Environmental versatility promotes modularity in genome-scale metabolic networks
- Equal contributors
1 Laboratoire de Physique Théorique et Modèles Statistiques, CNRS and Univ Paris-Sud, UMR 8626, F-91405 Orsay Cedex, France
2 Max Planck Institute for Mathematics in the Sciences, Inselstr. 22, 04103 Leipzig, Germany
3 Institute of Evolutionary Biology and Environmental Studies, University of Zurich, Winterthurerstrasse 190, CH-8057 Zurich, Switzerland
4 Swiss Institute of Bioinformatics, Quartier Sorge, Batiment Genopode, 1015 Lausanne, Switzerland
5 The Santa Fe Institute, 1399 Hyde Park Road, Santa Fe, NM 87501, USA
6 INRA, UMR 0320/UMR 8120 Génétique Végétale, Univ Paris-Sud, F-91190 Gif-sur-Yvette, France
Citation and License
BMC Systems Biology 2011, 5:135 doi:10.1186/1752-0509-5-135Published: 24 August 2011
The ubiquity of modules in biological networks may result from an evolutionary benefit of a modular organization. For instance, modularity may increase the rate of adaptive evolution, because modules can be easily combined into new arrangements that may benefit their carrier. Conversely, modularity may emerge as a by-product of some trait. We here ask whether this last scenario may play a role in genome-scale metabolic networks that need to sustain life in one or more chemical environments. For such networks, we define a network module as a maximal set of reactions that are fully coupled, i.e., whose fluxes can only vary in fixed proportions. This definition overcomes limitations of purely graph based analyses of metabolism by exploiting the functional links between reactions. We call a metabolic network viable in a given chemical environment if it can synthesize all of an organism's biomass compounds from nutrients in this environment. An organism's metabolism is highly versatile if it can sustain life in many different chemical environments. We here ask whether versatility affects the modularity of metabolic networks.
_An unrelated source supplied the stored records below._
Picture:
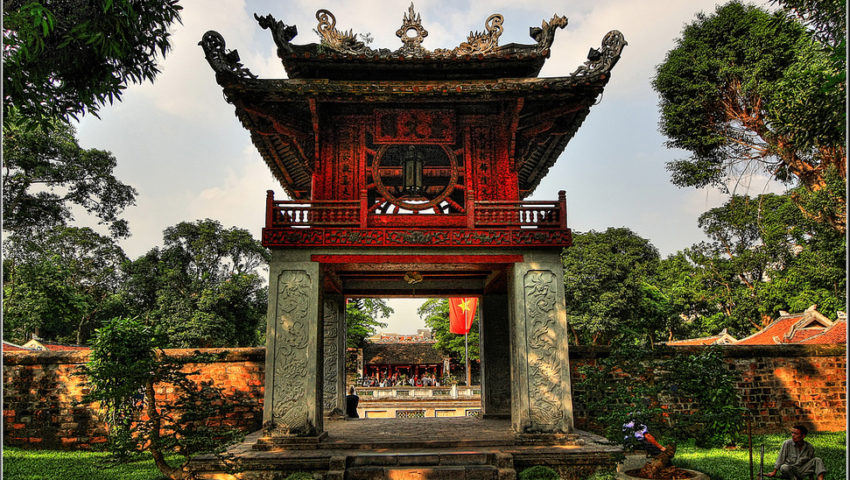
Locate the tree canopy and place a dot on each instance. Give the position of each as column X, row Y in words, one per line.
column 64, row 58
column 201, row 289
column 608, row 278
column 763, row 256
column 62, row 285
column 435, row 313
column 746, row 91
column 363, row 318
column 47, row 174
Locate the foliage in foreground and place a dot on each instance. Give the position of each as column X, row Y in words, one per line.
column 63, row 59
column 124, row 365
column 746, row 91
column 734, row 464
column 21, row 464
column 539, row 472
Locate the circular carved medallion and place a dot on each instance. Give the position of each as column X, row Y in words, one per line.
column 415, row 177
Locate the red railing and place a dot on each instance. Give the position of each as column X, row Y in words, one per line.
column 348, row 213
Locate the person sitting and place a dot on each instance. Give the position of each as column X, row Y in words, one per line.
column 797, row 458
column 642, row 435
column 351, row 402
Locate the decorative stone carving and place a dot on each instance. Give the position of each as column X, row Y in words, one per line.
column 412, row 34
column 289, row 410
column 603, row 60
column 544, row 365
column 331, row 393
column 345, row 42
column 281, row 33
column 411, row 22
column 222, row 61
column 545, row 34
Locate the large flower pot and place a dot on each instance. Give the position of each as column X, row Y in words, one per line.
column 632, row 475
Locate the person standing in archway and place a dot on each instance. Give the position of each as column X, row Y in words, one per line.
column 351, row 402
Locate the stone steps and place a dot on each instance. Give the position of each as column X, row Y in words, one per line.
column 454, row 465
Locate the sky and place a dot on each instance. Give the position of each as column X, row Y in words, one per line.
column 181, row 146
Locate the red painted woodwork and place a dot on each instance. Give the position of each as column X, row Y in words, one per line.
column 431, row 237
column 429, row 259
column 466, row 193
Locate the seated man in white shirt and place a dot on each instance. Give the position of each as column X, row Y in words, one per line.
column 797, row 458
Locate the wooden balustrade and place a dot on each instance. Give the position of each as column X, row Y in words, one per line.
column 350, row 213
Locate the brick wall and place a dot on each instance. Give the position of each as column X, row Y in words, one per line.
column 43, row 390
column 781, row 384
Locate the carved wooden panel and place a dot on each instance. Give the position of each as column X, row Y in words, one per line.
column 329, row 237
column 289, row 409
column 346, row 179
column 393, row 126
column 542, row 336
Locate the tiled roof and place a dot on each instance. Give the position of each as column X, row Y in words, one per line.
column 38, row 344
column 59, row 347
column 11, row 347
column 791, row 328
column 695, row 341
column 777, row 329
column 401, row 354
column 835, row 334
column 722, row 338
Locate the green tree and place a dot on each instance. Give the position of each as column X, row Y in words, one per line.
column 64, row 58
column 435, row 313
column 46, row 174
column 201, row 288
column 61, row 285
column 611, row 290
column 743, row 92
column 362, row 319
column 125, row 364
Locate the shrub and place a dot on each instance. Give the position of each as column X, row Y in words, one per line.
column 635, row 382
column 124, row 365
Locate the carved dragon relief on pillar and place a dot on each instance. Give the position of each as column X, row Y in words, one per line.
column 289, row 410
column 544, row 365
column 330, row 399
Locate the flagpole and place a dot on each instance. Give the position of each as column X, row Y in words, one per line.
column 466, row 352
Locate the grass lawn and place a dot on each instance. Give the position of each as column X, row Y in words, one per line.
column 724, row 464
column 20, row 464
column 719, row 463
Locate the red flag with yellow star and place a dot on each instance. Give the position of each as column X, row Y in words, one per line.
column 461, row 314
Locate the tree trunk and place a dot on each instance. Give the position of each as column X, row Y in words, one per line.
column 179, row 473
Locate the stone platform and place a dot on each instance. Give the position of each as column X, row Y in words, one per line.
column 415, row 448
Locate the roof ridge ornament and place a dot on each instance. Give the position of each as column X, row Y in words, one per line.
column 225, row 62
column 545, row 33
column 603, row 60
column 345, row 42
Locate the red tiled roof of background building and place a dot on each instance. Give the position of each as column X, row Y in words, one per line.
column 60, row 347
column 776, row 329
column 721, row 338
column 38, row 344
column 836, row 334
column 790, row 328
column 11, row 347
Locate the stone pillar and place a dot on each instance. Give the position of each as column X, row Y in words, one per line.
column 334, row 353
column 541, row 397
column 294, row 349
column 495, row 356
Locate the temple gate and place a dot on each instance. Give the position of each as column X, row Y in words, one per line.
column 406, row 174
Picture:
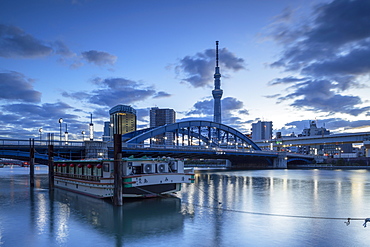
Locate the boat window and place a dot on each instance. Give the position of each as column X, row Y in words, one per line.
column 106, row 167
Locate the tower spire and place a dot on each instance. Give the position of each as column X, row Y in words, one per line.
column 217, row 92
column 216, row 53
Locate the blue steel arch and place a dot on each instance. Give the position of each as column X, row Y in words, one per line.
column 186, row 128
column 301, row 159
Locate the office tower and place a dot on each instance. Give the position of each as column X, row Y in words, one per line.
column 217, row 92
column 106, row 133
column 262, row 130
column 159, row 117
column 122, row 119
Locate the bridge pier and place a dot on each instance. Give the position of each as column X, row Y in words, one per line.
column 367, row 146
column 281, row 162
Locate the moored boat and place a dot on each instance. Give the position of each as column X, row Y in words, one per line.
column 141, row 177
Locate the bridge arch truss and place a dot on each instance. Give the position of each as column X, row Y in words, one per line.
column 196, row 133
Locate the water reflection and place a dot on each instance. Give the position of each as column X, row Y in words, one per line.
column 132, row 220
column 196, row 217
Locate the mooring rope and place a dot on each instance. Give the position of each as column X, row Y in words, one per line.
column 347, row 220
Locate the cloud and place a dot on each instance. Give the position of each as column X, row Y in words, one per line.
column 162, row 94
column 16, row 87
column 99, row 58
column 199, row 69
column 15, row 43
column 22, row 120
column 330, row 51
column 113, row 91
column 231, row 109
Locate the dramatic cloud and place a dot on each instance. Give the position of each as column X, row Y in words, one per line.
column 162, row 94
column 330, row 51
column 14, row 43
column 16, row 87
column 23, row 120
column 115, row 91
column 199, row 69
column 99, row 57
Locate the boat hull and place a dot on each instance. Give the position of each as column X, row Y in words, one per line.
column 131, row 186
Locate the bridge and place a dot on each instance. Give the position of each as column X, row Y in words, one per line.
column 334, row 139
column 191, row 139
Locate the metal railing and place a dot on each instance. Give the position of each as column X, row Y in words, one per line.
column 21, row 142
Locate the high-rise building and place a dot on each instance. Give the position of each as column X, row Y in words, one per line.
column 106, row 133
column 262, row 130
column 122, row 119
column 217, row 92
column 159, row 117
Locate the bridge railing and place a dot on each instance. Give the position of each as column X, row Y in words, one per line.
column 20, row 142
column 195, row 147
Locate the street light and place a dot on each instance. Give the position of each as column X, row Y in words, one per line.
column 40, row 130
column 60, row 128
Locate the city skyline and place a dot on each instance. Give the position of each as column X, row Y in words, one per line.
column 286, row 61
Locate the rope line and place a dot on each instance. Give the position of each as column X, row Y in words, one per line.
column 347, row 222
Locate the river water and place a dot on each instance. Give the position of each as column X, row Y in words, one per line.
column 222, row 208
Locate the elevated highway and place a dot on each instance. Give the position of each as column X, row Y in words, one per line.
column 334, row 139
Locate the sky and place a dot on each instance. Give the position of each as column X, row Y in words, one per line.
column 285, row 61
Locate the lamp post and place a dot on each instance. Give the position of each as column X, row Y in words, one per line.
column 40, row 131
column 60, row 128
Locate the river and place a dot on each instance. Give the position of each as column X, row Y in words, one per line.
column 222, row 208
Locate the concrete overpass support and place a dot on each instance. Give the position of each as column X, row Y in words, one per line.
column 96, row 149
column 367, row 146
column 281, row 161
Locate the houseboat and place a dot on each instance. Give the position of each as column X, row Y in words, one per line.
column 141, row 177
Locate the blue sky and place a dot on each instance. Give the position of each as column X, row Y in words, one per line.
column 285, row 61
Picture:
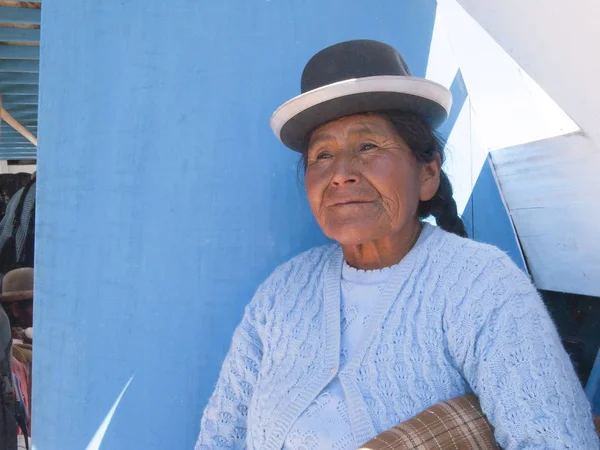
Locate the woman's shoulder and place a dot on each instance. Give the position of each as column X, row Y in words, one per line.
column 476, row 262
column 300, row 269
column 478, row 270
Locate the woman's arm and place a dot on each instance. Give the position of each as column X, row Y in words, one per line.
column 224, row 421
column 504, row 341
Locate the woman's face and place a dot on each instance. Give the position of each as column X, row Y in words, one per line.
column 363, row 182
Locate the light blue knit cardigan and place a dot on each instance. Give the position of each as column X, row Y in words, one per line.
column 456, row 316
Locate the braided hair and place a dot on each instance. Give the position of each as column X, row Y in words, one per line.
column 425, row 144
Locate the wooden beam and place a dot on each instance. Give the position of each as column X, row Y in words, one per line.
column 17, row 126
column 30, row 35
column 20, row 15
column 24, row 156
column 12, row 78
column 19, row 89
column 19, row 52
column 19, row 65
column 12, row 100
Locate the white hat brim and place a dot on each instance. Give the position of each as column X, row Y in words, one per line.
column 423, row 97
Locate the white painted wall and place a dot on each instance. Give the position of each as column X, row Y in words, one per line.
column 552, row 191
column 556, row 43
Using recently developed techniques to randomly sample large numbers of viable metabolic networks from a vast space of metabolic networks, we use flux balance analysis to study in silico metabolic networks that differ in their versatility. We find that highly versatile networks are also highly modular. They contain more modules and more reactions that are organized into modules. Most or all reactions in a module are associated with the same biochemical pathways. Modules that arise in highly versatile networks generally involve reactions that process nutrients or closely related chemicals. We also observe that the metabolism of E. coli is significantly more modular than even our most versatile networks.
Our work shows that modularity in metabolic networks can be a by-product of functional constraints, e.g., the need to sustain life in multiple environments. This organizational principle is insensitive to the environments we consider and to the number of reactions in a metabolic network. Because we observe this principle not just in one or few biological networks, but in large random samples of networks, we propose that it may be a generic principle of metabolic network organization.